Zoltan ist in seinem kurzen Leben viel herumgekommen. Mit 14 war er das erste Mal obdachlos, derzeit ist er in Bozen. Er sagt, er passe in kein Schema, aber er komme klar
Zoltan Reidinger
Foto: Maria Lobis

Ich wurde vor 34 Jahren in Ungarn geboren, nahe der österreichisch-ungarischen Grenze. Meine Eltern haben sich 1991 kurz nach der Wende getrennt, ich war vier Jahre alt. Aufgewachsen bin ich bei meinem Vater, vielmehr bei dessen Mutter, meiner Oma. Meine Kindheit war eigentlich toll, ich war viel in der Natur, mit meinem Vater oft tagelang angeln. Wir haben im Zelt übernachtet, waren von Schafen, Ziegen und Pflanzen umgeben und ich war frei von Mobiltelefonie. Die Trennung meiner Eltern hat mir sehr zu schaffen gemacht. Ich wurde zu ihrem Spielball, nicht auszuhalten. Mit 14 habe ich alle Schriftstücke zu ihrer Trennung gelesen, habe mit ihnen zu reden versucht, danach nie mehr.

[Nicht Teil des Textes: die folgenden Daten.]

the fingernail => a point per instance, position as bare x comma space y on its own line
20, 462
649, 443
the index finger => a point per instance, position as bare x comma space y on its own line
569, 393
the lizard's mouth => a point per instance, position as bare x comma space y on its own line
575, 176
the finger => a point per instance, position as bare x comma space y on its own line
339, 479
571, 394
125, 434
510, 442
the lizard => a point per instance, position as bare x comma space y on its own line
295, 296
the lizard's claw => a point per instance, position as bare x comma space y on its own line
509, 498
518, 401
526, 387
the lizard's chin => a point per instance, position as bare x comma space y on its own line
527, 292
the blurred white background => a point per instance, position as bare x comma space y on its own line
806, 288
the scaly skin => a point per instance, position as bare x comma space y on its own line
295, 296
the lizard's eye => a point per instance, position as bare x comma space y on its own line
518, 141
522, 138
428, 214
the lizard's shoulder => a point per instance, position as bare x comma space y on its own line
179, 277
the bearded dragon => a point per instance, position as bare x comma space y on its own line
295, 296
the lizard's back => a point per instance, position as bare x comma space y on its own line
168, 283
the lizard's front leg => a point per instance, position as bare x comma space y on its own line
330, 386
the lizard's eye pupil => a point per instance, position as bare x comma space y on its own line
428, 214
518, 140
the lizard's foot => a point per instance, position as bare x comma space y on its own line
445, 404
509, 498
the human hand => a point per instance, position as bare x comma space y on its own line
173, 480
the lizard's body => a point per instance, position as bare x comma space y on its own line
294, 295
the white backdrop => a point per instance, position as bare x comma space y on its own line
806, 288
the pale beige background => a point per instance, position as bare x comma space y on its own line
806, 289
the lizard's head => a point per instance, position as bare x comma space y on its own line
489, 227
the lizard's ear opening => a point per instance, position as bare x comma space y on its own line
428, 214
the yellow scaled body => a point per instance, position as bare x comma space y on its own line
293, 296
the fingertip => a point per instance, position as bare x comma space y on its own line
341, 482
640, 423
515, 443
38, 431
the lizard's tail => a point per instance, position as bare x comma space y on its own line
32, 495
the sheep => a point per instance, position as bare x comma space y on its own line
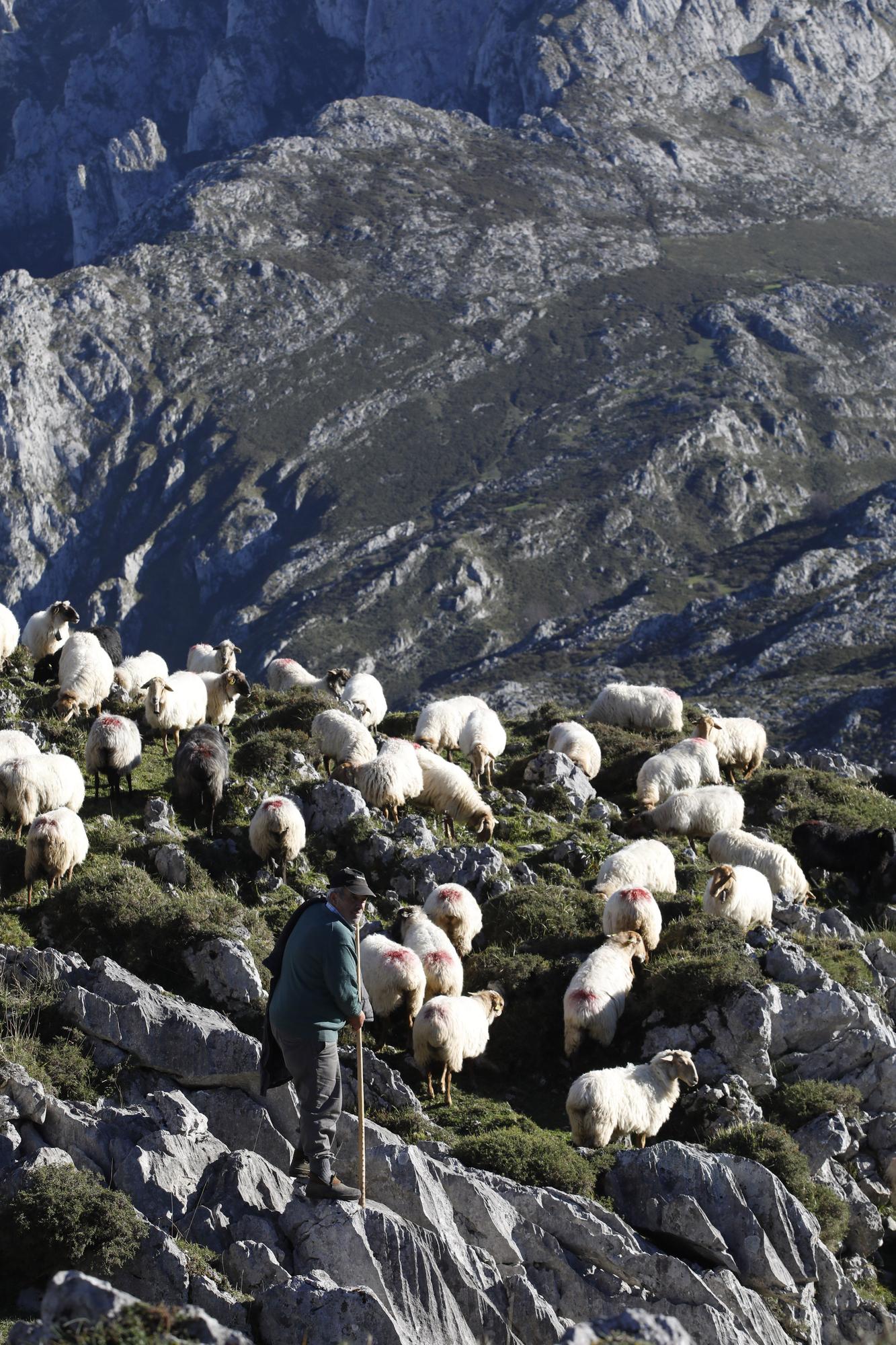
595, 997
634, 909
638, 708
395, 980
9, 634
136, 670
213, 658
286, 675
643, 864
278, 832
482, 740
579, 744
222, 693
85, 676
740, 895
40, 783
456, 913
365, 697
46, 631
692, 813
201, 771
607, 1105
731, 845
685, 766
339, 739
57, 843
114, 750
450, 792
739, 743
392, 779
175, 704
452, 1030
442, 965
439, 724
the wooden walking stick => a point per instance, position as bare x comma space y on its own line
362, 1163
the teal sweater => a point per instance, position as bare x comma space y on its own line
318, 987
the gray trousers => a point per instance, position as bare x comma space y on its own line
315, 1073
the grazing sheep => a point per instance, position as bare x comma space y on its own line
731, 845
579, 744
595, 997
452, 1030
48, 630
482, 740
456, 913
57, 843
34, 785
442, 965
286, 675
643, 864
175, 704
366, 700
201, 770
395, 980
739, 743
213, 658
439, 724
392, 779
634, 909
278, 832
740, 895
114, 750
85, 676
450, 792
692, 813
607, 1105
339, 739
638, 708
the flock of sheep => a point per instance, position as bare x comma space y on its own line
417, 973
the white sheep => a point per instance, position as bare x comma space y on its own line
34, 785
57, 843
213, 658
442, 965
595, 997
136, 670
48, 631
366, 700
739, 743
643, 864
634, 909
439, 724
451, 1030
729, 845
579, 744
222, 693
392, 779
607, 1105
692, 813
739, 894
685, 766
482, 740
286, 675
175, 704
450, 792
114, 750
87, 675
395, 980
456, 913
9, 634
342, 740
278, 832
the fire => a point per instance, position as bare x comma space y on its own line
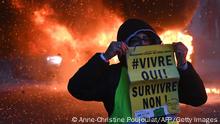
212, 91
57, 32
171, 36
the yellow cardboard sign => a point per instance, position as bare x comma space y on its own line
154, 81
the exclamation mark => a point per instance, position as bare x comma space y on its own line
165, 73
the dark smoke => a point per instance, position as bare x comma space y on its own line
84, 16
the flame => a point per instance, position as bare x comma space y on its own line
171, 36
58, 33
212, 91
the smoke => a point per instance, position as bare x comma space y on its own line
77, 29
162, 14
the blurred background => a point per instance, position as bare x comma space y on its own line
44, 42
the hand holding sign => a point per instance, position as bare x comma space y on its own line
115, 48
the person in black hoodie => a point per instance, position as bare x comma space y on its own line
99, 81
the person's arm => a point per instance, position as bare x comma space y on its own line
88, 83
191, 87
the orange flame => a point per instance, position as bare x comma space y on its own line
171, 36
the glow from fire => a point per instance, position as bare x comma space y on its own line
57, 32
212, 91
56, 60
171, 36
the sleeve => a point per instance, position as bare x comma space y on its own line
191, 87
88, 81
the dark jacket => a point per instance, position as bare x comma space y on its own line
97, 81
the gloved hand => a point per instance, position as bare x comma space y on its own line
115, 48
181, 51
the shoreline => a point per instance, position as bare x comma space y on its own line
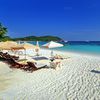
74, 53
78, 78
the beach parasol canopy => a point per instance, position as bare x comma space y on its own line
7, 45
52, 44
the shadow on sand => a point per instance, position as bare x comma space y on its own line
95, 71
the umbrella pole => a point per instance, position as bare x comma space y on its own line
51, 53
25, 54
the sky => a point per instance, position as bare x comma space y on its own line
76, 20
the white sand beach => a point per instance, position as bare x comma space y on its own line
77, 79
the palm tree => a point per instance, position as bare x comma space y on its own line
3, 30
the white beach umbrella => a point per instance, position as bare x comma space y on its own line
52, 44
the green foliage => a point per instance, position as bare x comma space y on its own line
3, 31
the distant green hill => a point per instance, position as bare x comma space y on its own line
41, 38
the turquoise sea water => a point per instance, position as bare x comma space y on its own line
90, 48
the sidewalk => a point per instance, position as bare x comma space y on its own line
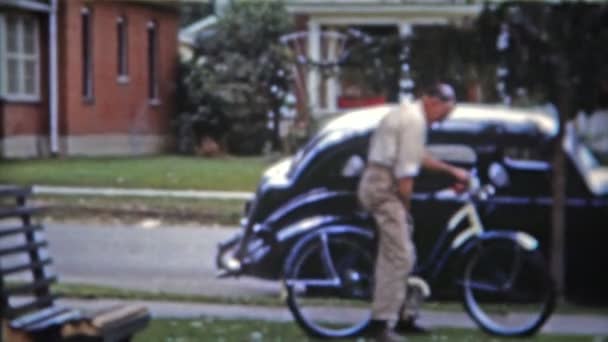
558, 324
114, 192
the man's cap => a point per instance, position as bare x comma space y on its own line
443, 92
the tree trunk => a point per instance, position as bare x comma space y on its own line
558, 214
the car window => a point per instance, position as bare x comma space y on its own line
454, 153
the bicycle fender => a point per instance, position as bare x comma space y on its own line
312, 224
522, 239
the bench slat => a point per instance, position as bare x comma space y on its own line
19, 230
24, 267
63, 318
31, 287
14, 191
18, 211
27, 247
35, 317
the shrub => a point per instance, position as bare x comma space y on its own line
236, 79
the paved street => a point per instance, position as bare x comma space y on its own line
169, 259
180, 260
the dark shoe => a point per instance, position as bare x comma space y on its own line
409, 326
380, 331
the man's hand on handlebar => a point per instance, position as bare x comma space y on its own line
462, 179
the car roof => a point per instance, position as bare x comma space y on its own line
465, 118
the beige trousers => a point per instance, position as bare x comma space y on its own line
396, 252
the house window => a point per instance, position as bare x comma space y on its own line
123, 57
153, 62
87, 54
19, 57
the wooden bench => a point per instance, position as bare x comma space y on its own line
28, 310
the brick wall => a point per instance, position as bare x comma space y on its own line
117, 108
24, 124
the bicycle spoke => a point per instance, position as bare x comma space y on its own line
326, 259
306, 283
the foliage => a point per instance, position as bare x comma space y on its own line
236, 78
191, 11
553, 46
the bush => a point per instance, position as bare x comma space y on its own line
236, 79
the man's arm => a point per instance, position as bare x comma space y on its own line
406, 187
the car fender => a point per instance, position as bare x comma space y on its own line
330, 223
332, 229
318, 201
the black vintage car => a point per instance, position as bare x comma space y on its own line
297, 194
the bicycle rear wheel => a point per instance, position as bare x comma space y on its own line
507, 290
328, 278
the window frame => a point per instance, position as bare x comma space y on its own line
22, 57
122, 56
87, 53
153, 62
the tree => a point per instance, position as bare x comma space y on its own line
236, 79
558, 51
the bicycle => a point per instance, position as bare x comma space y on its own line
501, 275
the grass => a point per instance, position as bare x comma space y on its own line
85, 291
130, 210
209, 329
159, 172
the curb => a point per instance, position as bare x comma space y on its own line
557, 324
114, 192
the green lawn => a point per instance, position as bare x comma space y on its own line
209, 329
160, 172
131, 210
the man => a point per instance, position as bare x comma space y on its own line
396, 153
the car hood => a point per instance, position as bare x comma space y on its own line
466, 118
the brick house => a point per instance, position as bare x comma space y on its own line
82, 77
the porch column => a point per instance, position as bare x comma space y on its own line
406, 84
332, 86
314, 54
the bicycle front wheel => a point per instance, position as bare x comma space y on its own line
328, 278
507, 290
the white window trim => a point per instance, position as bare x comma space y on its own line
20, 96
154, 100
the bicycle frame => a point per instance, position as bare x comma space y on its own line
457, 239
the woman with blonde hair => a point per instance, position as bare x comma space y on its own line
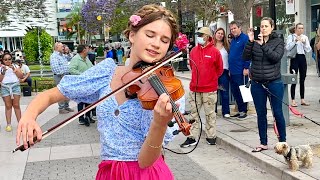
10, 88
222, 44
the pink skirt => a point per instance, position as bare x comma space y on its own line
130, 170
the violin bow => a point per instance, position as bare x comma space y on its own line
60, 125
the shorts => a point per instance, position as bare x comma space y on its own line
5, 91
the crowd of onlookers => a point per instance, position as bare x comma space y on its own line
14, 71
221, 61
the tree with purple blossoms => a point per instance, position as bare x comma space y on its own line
94, 8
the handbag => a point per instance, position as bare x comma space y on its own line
292, 52
246, 91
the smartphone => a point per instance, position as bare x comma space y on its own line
256, 32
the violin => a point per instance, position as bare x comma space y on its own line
150, 88
152, 78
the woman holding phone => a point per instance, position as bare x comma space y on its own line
266, 54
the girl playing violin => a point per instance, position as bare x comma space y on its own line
130, 136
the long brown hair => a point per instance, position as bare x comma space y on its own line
225, 41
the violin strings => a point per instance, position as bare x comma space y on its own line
159, 85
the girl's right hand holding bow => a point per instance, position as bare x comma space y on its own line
28, 129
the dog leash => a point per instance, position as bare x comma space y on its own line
292, 109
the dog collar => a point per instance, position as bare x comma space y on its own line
288, 156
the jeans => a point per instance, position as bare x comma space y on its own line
298, 64
236, 81
259, 95
62, 104
224, 81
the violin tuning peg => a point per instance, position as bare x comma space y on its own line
176, 132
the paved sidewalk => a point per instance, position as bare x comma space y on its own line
242, 136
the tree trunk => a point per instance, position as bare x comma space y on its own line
241, 10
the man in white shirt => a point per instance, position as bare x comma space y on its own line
26, 73
299, 63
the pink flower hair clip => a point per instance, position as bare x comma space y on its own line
135, 19
182, 41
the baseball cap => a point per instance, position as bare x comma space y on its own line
204, 30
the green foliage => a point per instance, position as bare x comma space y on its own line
73, 21
30, 44
37, 67
120, 20
100, 51
43, 83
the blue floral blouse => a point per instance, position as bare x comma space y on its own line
122, 135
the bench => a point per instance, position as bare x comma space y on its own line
40, 85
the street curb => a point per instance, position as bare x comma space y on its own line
269, 164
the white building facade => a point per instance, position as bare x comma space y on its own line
11, 35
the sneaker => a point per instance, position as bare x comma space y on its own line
211, 141
189, 142
9, 128
242, 116
91, 120
69, 109
236, 115
63, 111
81, 121
226, 116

Ich träumte immer davon, Tierarzt oder Jugendpsychologe zu werden. Ich liebe Tiere und kann gut mit jungen Menschen. Zur Schule gegangen bin in einem evangelischen Gymnasium, habe ministriert, glaube an Gott, habe aber mit dem System Kirche nichts am Hut. Dann ist meine Oma gestorben. Ich habe das Gymnasium verlassen und mit 14 Jahren zum ersten Mal auf der Straße gelebt. Im Alter zwischen 15 und 17 war ich an keiner Schule. Später habe ich eine Fachschule für Bäckerlehrlinge besucht. Das war eine gute Zeit. Dann habe ich eine Frau kennengelernt, die an der Grenze zur Ukraine lebt, fast 500 Kilometer von meinem Heimatort entfernt. Ich habe die Lehre geschmissen, bin zu ihr gezogen, wollte selbständig sein. Doch das ging nicht gut.

Im August 2020 habe ich unsere Tochter zum letzten Mal im Arm gehalten.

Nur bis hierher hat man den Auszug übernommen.